When we are finished typing and press Control+Enter
on Windows or Cmd + Return
on Mac, the console runs our command.
Since we haven't told it to do anything else with the function's output, the console displays it.
In this case, that output is the data we just loaded.
Our call to read.csv()
read the file, but didn't save the data as an object.
To do that, we need to assign the data frame to a variable.
A variable is just a name for a value, such as x
, current_temperature
, or subject_id
.
We can create a new variable simply by assigning a value to it using <-
r
weight_kg <- 55
Once a variable has a value, we can print it:
r
weight_kg
## [1] 55
and do arithmetic with it:
r
2.2 * weight_kg
## [1] 121
We can use the function paste()
to strings made up from different objects, if we separate them with commas.
r
paste("weight in pounds:", 2.2 * weight_kg)

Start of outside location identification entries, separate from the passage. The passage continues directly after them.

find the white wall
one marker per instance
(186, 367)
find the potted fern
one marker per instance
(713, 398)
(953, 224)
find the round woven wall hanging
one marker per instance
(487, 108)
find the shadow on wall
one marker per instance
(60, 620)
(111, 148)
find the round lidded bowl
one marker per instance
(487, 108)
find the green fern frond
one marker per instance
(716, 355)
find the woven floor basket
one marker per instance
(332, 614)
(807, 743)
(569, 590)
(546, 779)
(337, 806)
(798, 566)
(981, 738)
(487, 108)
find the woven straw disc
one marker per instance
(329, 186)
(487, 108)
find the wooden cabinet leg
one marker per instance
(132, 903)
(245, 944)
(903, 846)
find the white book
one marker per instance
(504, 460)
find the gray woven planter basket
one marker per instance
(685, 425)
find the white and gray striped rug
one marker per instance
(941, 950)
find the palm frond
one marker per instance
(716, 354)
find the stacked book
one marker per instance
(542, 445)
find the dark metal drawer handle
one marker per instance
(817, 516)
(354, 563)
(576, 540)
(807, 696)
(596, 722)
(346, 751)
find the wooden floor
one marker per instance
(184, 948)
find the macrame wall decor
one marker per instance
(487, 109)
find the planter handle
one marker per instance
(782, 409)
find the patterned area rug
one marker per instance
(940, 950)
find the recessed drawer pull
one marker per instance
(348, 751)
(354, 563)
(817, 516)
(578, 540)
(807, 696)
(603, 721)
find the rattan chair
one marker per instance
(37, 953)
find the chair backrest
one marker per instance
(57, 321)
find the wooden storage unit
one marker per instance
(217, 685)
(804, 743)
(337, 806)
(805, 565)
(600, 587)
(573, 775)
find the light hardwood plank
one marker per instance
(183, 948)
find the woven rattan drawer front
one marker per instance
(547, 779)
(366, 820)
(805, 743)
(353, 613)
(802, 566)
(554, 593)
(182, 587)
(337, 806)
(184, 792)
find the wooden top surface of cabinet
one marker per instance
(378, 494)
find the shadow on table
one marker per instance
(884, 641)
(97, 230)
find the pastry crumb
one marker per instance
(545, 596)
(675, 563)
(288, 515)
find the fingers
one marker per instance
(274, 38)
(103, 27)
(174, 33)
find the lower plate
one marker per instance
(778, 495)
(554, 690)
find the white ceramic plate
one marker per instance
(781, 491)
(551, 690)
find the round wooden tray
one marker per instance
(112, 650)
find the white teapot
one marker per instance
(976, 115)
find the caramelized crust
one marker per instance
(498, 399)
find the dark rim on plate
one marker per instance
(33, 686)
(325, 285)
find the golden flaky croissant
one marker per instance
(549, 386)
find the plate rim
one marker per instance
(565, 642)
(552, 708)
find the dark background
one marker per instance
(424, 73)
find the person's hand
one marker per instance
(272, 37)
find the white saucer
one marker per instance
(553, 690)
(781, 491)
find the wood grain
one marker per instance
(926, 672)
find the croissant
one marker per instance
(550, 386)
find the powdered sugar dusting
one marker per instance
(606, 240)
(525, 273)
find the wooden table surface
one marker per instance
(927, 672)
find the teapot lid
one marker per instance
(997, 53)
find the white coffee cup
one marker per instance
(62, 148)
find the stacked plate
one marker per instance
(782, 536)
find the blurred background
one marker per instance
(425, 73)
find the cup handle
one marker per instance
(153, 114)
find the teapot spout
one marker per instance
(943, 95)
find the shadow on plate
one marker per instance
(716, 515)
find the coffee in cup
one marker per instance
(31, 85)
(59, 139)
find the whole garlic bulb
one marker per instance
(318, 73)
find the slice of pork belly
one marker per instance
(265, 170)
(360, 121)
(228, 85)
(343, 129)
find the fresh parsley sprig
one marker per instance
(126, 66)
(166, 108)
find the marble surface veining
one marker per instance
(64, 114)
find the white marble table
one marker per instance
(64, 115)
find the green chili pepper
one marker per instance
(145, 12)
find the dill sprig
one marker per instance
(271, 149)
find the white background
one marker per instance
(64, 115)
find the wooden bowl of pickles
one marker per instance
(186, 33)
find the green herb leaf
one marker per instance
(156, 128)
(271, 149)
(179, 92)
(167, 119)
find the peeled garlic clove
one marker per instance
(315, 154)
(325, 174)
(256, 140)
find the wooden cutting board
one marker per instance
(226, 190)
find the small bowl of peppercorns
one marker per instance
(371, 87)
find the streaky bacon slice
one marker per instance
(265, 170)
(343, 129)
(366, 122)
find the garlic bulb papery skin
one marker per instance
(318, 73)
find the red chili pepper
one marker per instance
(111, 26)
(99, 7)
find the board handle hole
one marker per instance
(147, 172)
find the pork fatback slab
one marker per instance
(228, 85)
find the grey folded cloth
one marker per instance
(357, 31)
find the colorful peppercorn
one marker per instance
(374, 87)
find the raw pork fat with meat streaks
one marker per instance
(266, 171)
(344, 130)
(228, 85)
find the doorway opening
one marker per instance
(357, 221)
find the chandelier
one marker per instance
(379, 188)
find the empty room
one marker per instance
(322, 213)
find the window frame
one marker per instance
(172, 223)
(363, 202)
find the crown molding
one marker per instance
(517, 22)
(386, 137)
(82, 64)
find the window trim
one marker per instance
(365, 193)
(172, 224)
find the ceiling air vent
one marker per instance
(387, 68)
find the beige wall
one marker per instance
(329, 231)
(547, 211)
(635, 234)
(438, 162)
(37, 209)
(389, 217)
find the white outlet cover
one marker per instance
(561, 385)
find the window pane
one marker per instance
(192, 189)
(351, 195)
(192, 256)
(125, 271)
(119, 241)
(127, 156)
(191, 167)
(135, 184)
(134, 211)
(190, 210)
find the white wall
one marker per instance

## [1] "weight in pounds: 121"
To write lines of text to the screen, we can use cat()
or writeLines()
r
string <- paste("weight in pounds:", 2.2 * weight_kg)
cat(string)
## weight in pounds: 121
r
cat(string, "\n")
## weight in pounds: 121
r
writeLines(string)
## weight in pounds: 121
In normal use however, R will print to the console an object returned by a function or operation unless we assign it to a variable. Remember, to view a variable just type the name of the variable and hit return
r
string
## [1] "weight in pounds: 121"
We can also change an object's value by assigning it a new value:
r
weight_kg <- 57.5
# weight in kilograms is now
weight_kg
## [1] 57.5
If we imagine the variable as a sticky note with a name written on it, assignment is like putting the sticky note on a particular value This means that assigning a value to one object does not change the values of other variables. For example, let's store the subject's weight in pounds in a variable
r
weight_lb <- 2.2 * weight_kg
# weight in kg...
weight_kg
## [1] 57.5
r
# ...and in pounds
weight_lb
## [1] 126.5
and then change weight_kg
:
r
weight_kg <- 100
# weight in kg now...
weight_kg
## [1] 100
r
# ...and in weight pounds still
weight_lb
## [1] 126.5
Updating a Variable
Since weight_lb
doesn't "remember" where its value came from, it isn't automatically updated when weight_kg
changes.
This is different from the way spreadsheets work.
Challenges
Draw diagrams showing what variables refer to what values after each statement in the following program:
r
mass <- 47.5
age <- 122
mass <- mass * 2
age <- age - 20
We can also add to variable that are vectors, and update them by making them longer.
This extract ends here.